2015 USAJMO Problems/Problem 4

Problem

Find all functions $f:\mathbb{Q}\rightarrow\mathbb{Q}$ such that\[f(x)+f(t)=f(y)+f(z)\]for all rational numbers $x<y<z<t$ that form an arithmetic progression. ($\mathbb{Q}$ is the set of all rational numbers.)

Solution 1

According to the given, $f(x-a)+f(x+0.5a)=f(x-0.5a)+f(x)$, where x and a are rational.
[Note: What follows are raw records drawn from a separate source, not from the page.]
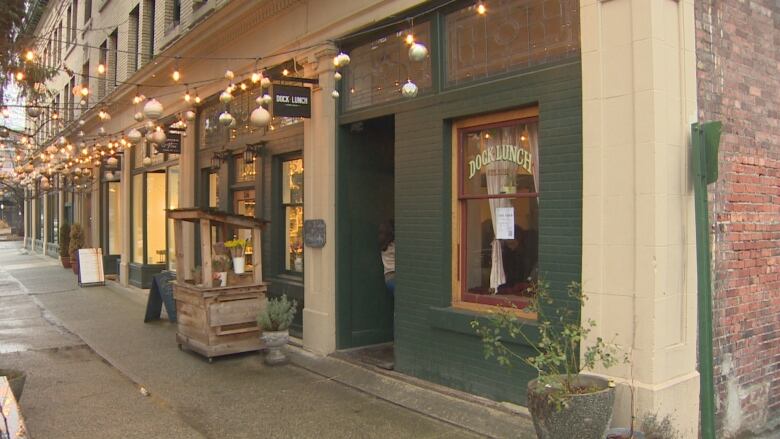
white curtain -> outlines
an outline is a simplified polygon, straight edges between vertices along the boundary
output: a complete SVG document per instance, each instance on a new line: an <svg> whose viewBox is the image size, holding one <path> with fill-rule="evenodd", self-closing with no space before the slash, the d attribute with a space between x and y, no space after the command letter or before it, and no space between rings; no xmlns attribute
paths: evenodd
<svg viewBox="0 0 780 439"><path fill-rule="evenodd" d="M519 146L519 137L520 135L516 127L502 128L500 130L500 135L494 135L489 139L485 139L484 148L497 147L500 145ZM514 187L517 167L518 165L516 163L508 160L495 160L485 166L488 194L500 194L502 193L504 186ZM497 230L496 209L499 207L512 207L512 202L509 198L491 198L488 201L490 203L490 216L493 222L493 242L491 243L490 252L490 289L493 293L496 293L498 287L506 283L501 242L495 238Z"/></svg>

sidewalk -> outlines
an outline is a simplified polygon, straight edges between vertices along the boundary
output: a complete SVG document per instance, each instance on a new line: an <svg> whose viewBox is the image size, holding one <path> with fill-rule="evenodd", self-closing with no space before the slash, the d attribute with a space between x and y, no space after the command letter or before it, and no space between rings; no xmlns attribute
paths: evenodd
<svg viewBox="0 0 780 439"><path fill-rule="evenodd" d="M59 337L0 355L29 371L33 437L534 437L522 415L295 348L285 367L258 354L209 364L179 351L174 324L143 323L138 292L78 288L55 262L0 247L0 273L23 285L12 297L41 308L38 327ZM12 352L8 336L0 352Z"/></svg>

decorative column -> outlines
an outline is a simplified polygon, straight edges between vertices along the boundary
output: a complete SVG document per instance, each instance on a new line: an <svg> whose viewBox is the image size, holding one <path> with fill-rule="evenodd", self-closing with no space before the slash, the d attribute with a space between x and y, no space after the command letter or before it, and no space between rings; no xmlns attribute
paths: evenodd
<svg viewBox="0 0 780 439"><path fill-rule="evenodd" d="M319 78L312 88L311 119L303 125L304 218L325 221L325 246L304 251L303 345L328 354L336 350L336 101L335 47L320 48L306 68Z"/></svg>
<svg viewBox="0 0 780 439"><path fill-rule="evenodd" d="M613 424L671 415L698 436L696 260L690 124L693 0L582 0L583 267L591 338L631 363ZM629 387L630 386L630 387Z"/></svg>

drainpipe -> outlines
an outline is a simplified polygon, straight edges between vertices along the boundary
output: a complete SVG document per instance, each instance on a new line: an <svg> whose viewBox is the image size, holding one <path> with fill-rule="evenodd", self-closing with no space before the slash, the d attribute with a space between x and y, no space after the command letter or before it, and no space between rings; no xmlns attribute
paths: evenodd
<svg viewBox="0 0 780 439"><path fill-rule="evenodd" d="M721 123L694 123L694 204L696 206L696 272L699 308L699 408L701 437L715 439L715 387L712 371L712 271L707 185L718 179L718 144Z"/></svg>

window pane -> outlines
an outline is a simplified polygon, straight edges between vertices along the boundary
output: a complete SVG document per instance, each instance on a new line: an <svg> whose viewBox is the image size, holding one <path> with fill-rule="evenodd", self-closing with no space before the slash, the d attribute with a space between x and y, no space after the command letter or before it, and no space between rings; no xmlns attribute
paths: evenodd
<svg viewBox="0 0 780 439"><path fill-rule="evenodd" d="M284 210L287 244L285 270L303 272L303 206L287 206Z"/></svg>
<svg viewBox="0 0 780 439"><path fill-rule="evenodd" d="M146 174L146 263L165 263L165 172Z"/></svg>
<svg viewBox="0 0 780 439"><path fill-rule="evenodd" d="M133 262L144 263L144 175L133 176Z"/></svg>
<svg viewBox="0 0 780 439"><path fill-rule="evenodd" d="M282 203L303 203L303 159L282 162Z"/></svg>
<svg viewBox="0 0 780 439"><path fill-rule="evenodd" d="M219 174L209 173L209 207L219 207Z"/></svg>
<svg viewBox="0 0 780 439"><path fill-rule="evenodd" d="M168 168L168 208L179 207L179 167ZM176 240L173 233L173 220L167 221L168 226L168 269L176 270Z"/></svg>
<svg viewBox="0 0 780 439"><path fill-rule="evenodd" d="M579 0L495 1L448 14L447 82L459 84L580 53Z"/></svg>
<svg viewBox="0 0 780 439"><path fill-rule="evenodd" d="M499 215L503 214L503 216ZM495 239L494 230L508 227ZM523 296L536 280L539 258L539 208L536 198L499 198L466 202L465 297Z"/></svg>
<svg viewBox="0 0 780 439"><path fill-rule="evenodd" d="M409 59L407 31L398 31L356 47L349 53L343 90L349 110L401 99L401 87L411 79L420 93L431 88L431 58ZM414 26L415 40L431 49L431 26L425 22Z"/></svg>
<svg viewBox="0 0 780 439"><path fill-rule="evenodd" d="M236 156L234 158L236 164L236 182L242 183L247 181L255 181L255 162L247 163L244 160L243 155Z"/></svg>
<svg viewBox="0 0 780 439"><path fill-rule="evenodd" d="M122 184L108 183L108 254L122 253Z"/></svg>
<svg viewBox="0 0 780 439"><path fill-rule="evenodd" d="M515 194L538 191L536 122L512 122L462 133L463 193Z"/></svg>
Likewise $f(x-0.5a)+f(x+a)=f(x+0.5a)+f(x)$. Hence $f(x+a)-f(x)= f(x)-f(x-a)$, namely $2f(x)=f(x-a)+f(x+a)$. Let $f(0)=C$, then consider $F(x)=f(x)-C$, where $F(0)=0,$ $2F(x)=F(x-a)+F(x+a)$.

$F(2x)=F(x)+[F(x)-F(0)]=2F(x)$, $F(3x)=F(2x)+[F(2x)-F(x)]=3F(x)$. Easily, by induction, $F(nx)=nF(x)$ for all integers $n$. Therefore, for nonzero integer m, $(1/m)F(mx)=F(x)$ , namely $F(x/m)=(1/m)F(x)$ Hence $F(n/m)=(n/m)F(1)$. Let $F(1)=k$, we obtain $F(x)=kx$, where $k$ is the slope of the linear functions, and $f(x)=kx+C$.

Solution 2

We have \[f(x-3d)+f(x+3d)=f(x-d)+f(x+d)\] and \[f(x)+f(x+3d)=f(x+d)+f(x+2d).\] Subtracting these two and rearranging gives \[f(x-3d)+f(x+2d)=f(x)+f(x-d),\] and since $f(x+2d)=f(x+d)+f(x)-f(x-d)$ we get \[f(x-3d)+f(x+d)=2f(x-d)\] from which we get \[f(x-d)+f(x+d)=2f(x).\] Then we have $f(x)+f(y)=f(0)+f(x+y)=2f\left(\frac{x+y}{2}\right)$. Setting $f(0)=c$, we let $f(x)=g(x)+c$ to get $g(x)+g(y)=g(x+y)$. This is Cauchy's functional equation, so it has solutions at $g(x)=kx$, so the answer is $\boxed{f(x)=kx+c}$.